Unidade 4 – Vigilância Ambiental e Controle das Arboviroses

Conforme vimos na seção anterior, os indicadores de saúde são instrumentos importantes para avaliar e monitorar os objetivos da Vigilância em Saúde Ambiental. A criação de indicadores parece inicialmente um método burocrático, mas não se engane! Indicadores permitem uma visão abrangente e integrada da situação de saúde e do ambiente ao mesmo tempo e permitem orientar as ações no território.

Os indicadores são utilizados como modelos simplificados da realidade que facilitam a compreensão de eventos, fenômenos ou percepções e aumentam a capacidade de comunicação de dados brutos e de adaptação das informações aos diferentes públicos interlocutores. Para os gestores, são ferramentas essenciais para o processo de tomada de decisão. Para a sociedade, são instrumentos importantes para o controle social. Não são elementos explicativos ou descritivos, mas informações pontuais no tempo e no espaço, cuja integração e evolução permitem o acompanhamento dinâmico da realidade (MAGALHÃES JÚNIOR, 2007).

Atualmente, há uma necessidade crescente de estruturar sistemas de monitoramento e vigilância que permitam antecipar e, na medida do possível, prevenir consequências negativas das mudanças ambientais na saúde das comunidades. Um dos grandes desafios para alcançar essa eficiência é a sistematização da coleta e análise de dados que permitam construir indicadores que apontem essa relação ambiente x homem (BRASIL, 2011b).

A PNVS define

análise de situação de saúde: ações de monitoramento contínuo da situação de saúde da população do País, Estado, Região, Município ou áreas de abrangência de equipes de atenção à saúde, por estudos e análises que identifiquem e expliquem problemas de saúde e o comportamento dos principais indicadores de saúde, contribuindo para um planejamento de saúde abrangente. (BRASIL, 2018).

Sistemas e instrumentos devem ser capazes de simplificar e disponibilizar oportunamente informações relevantes para que as ações e serviços do SUS sejam permanentemente aprimorados. Essa capacidade de facilitar a comunicação entre diferentes usuários (gestores, população e técnicos) é que torna os indicadores ferramentas essenciais nos processos de gestão, planejamento, monitoramento e avaliação.

Apontando o dedo para uma situação: o indicador!

Os indicadores transformam dados em informações relevantes para uma tomada de decisão mais próxima da realidade, da necessidade pública. Auxiliam a sintetizar o complexo conjunto de informações que abrangem a saúde, o meio ambiente e o nível de desenvolvimento de uma comunidade (VON SCHIRNDING, 2002). Eles oferecem informações para as políticas públicas; assinalam problemáticas e identificam tendências; promovem políticas específicas; e monitoram e avaliam avanços.

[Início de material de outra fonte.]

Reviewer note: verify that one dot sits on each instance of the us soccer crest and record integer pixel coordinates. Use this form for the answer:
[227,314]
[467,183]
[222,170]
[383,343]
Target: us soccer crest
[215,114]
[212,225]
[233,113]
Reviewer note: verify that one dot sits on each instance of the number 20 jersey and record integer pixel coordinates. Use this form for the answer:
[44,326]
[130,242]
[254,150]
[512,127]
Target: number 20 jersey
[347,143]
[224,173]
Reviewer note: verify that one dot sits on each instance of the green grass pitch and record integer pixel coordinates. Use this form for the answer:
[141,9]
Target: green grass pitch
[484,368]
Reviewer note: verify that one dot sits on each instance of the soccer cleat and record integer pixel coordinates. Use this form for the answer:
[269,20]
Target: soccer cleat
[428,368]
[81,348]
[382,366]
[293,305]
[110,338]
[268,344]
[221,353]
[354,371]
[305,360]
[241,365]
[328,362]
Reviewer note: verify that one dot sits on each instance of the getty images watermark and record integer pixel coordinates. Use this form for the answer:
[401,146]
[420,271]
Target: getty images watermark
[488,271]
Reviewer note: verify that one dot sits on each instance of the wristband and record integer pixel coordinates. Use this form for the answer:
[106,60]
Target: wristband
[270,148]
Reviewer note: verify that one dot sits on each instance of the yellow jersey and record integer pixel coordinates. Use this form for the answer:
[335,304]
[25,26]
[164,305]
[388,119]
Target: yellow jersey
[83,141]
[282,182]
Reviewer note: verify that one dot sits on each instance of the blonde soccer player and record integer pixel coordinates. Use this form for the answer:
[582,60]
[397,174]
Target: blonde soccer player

É urgente a estruturação de um sistema de indicadores para avaliar as condições ambientais. Apesar da fragilidade de alguns indicadores existentes (no sentido de fornecerem informações concretas sobre a qualidade do ambiente), a maior carência dos sistemas atuais é a de prover à sociedade instrumentos confiáveis que respaldem o planejamento, a execução e a avaliação da ação pública (CALIJURI et al., 2009).

Lembre-se de que o processo de construção de um sistema de indicadores ambientais é primordialmente interdisciplinar! Ele considera as condições ambientais, demográficas, comportamentais, culturais e socioeconômicas para uma concepção integrada do meio ambiente (HELLER; AZEVEDO, 2006).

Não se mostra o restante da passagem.